Deux oeuvres de Roberta González sont actuellement en vue au Musée de Tessé (Le Mans) dans l’exposition « Marie Raymond et ses amis ».
Cette exposition porte sur Marie Raymond, une artiste-peintre et critique d’art qui était une pionnière de l’abstraction dans l’après-guerre. Malgré son rôle important dans l’abstraction parisienne des années 1950, elle a été largement oubliée par l’histoire de l’art depuis, comme tant d’autres artistes femmes. L’on se souvient d’elle souvent uniquement comme la mère d’Yves Klein, le peintre des monochromes. Cette exposition sort de l’ombre cette figure pionnière en la remettant dans le contexte des artistes qu’elle a fréquenté, suivi en tant que critique, et soutenu, comme Pierre Soulages, Gerard Schneider, Serge Poliakoff, Sophie Warburg (aka Nicolaas Warb), Hans Hartung et Roberta González.
En effet, Roberta González et son mari, Hans Hartung, étaient liés à Marie Raymond par des considérations esthétiques et amicales. Ils ont fêté Noël ensemble en 1948 avec d’autres amis artistes, comme le peintre néerlandais Fred Klein, le marie de Marie Raymond, Yves Klein, et les Soulages, chez les González à Arcueil. Les González-Hartung fréquentait sans doute le salon tenu tous les lundis soir chez Marie Raymond qui rassemblait des artistes abstraits, afin qu’ils échangent autour de leurs préoccupations communes.
Les oeuvres de Roberta González présentées dans l’exposition sont figuratives, et ancrées dans la réalité observée. Et pourtant, Roberta était intéressée et influencée par les diverses formes d’abstraction en vogue alors sur la scène parisienne, dont son mari, Hartung, était l’un des chefs de fil. Au fil des années 1950 , Roberta González cherche à créer un style personnel qui fasse le synthèse entre l’abstraction et la figuration. Ce style trouve sa pleine expression dans les années 1960, dans des peintures dynamiques et colorées.
pastel sur papier, Musée d’Arts de Nantes
Les premisses de cette période de maturité sont visibles dans « Visage » (1952). Le portrait de femme mélancolique, très fréquent dans l’oeuvre de Roberta González dans les années 1940, a été réduit à l’essentiel: les traits du visage sont couverts d’une ombre noire, formée de coups de pinceaux visibles; une simple courbe souligne la partie inférieure du visage autour du menton.
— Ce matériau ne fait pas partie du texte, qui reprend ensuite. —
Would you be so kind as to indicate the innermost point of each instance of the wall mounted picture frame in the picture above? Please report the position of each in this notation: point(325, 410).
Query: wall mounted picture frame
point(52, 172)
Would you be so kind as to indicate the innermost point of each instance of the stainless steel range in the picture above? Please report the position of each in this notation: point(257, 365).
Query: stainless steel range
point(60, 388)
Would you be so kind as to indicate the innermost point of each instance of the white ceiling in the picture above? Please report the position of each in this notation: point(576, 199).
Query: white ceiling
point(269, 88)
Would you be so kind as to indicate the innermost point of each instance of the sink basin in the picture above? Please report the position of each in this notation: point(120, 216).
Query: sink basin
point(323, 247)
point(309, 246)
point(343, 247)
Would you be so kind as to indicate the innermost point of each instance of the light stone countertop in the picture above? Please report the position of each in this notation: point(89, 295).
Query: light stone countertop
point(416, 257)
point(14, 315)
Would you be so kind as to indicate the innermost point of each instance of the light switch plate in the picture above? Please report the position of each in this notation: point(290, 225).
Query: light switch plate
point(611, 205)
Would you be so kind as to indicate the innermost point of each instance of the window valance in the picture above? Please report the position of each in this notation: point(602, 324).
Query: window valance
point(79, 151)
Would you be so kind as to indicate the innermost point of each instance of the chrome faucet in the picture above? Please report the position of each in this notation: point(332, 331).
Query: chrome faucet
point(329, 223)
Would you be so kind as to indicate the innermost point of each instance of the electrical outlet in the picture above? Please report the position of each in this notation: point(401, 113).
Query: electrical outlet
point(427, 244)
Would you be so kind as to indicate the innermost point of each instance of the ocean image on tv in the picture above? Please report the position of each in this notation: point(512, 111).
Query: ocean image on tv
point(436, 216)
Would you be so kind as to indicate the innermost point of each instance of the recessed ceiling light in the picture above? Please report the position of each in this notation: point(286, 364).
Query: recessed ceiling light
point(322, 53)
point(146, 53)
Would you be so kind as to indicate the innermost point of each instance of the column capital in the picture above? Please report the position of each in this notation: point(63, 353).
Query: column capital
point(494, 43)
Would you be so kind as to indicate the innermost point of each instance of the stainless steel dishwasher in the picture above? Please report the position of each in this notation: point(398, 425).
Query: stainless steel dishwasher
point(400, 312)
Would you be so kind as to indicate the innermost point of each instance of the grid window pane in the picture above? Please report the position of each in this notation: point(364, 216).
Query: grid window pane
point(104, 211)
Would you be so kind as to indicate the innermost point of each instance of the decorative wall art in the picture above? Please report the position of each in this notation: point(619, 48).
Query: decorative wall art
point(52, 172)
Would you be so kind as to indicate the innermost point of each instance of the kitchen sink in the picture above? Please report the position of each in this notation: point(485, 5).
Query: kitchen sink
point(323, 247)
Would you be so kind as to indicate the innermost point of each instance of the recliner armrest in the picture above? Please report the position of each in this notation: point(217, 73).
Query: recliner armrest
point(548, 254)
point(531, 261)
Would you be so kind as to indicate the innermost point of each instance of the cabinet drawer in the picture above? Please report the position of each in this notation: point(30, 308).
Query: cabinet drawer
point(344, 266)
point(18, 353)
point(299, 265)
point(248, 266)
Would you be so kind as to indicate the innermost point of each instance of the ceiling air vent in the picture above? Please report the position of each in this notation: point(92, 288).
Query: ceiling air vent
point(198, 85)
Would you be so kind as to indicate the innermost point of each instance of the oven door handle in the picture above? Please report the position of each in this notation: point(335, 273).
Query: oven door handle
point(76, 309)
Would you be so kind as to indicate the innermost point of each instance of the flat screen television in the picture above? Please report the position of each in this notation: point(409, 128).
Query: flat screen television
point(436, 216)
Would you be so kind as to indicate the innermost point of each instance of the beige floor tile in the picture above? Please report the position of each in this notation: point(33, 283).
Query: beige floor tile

Le visage flotte dans un espace non défini, sans aucun détail anecdotique. L’oeuvre communique une gravité sombre.
Cette mélancolie est le reflet d’une femme artiste qui cherche sa place sur la scène parisienne. Comme l’écrit Roberta dans son journal inédit le 19 janvier 1953: « Marie a peint de fort jolies toiles. C’est un être d’une sensibilité exquise—impressionnable et elle aussi déroutée, déchirée entre sa condition de femme et son état d’artiste. Comme il est difficile d’atteindre à une harmonie intérieure! »
L’exposition « Marie Raymond et ses amis » sera présentée au Musée de Tessé (Le Mans) jusqu’au 19 septembre 2021.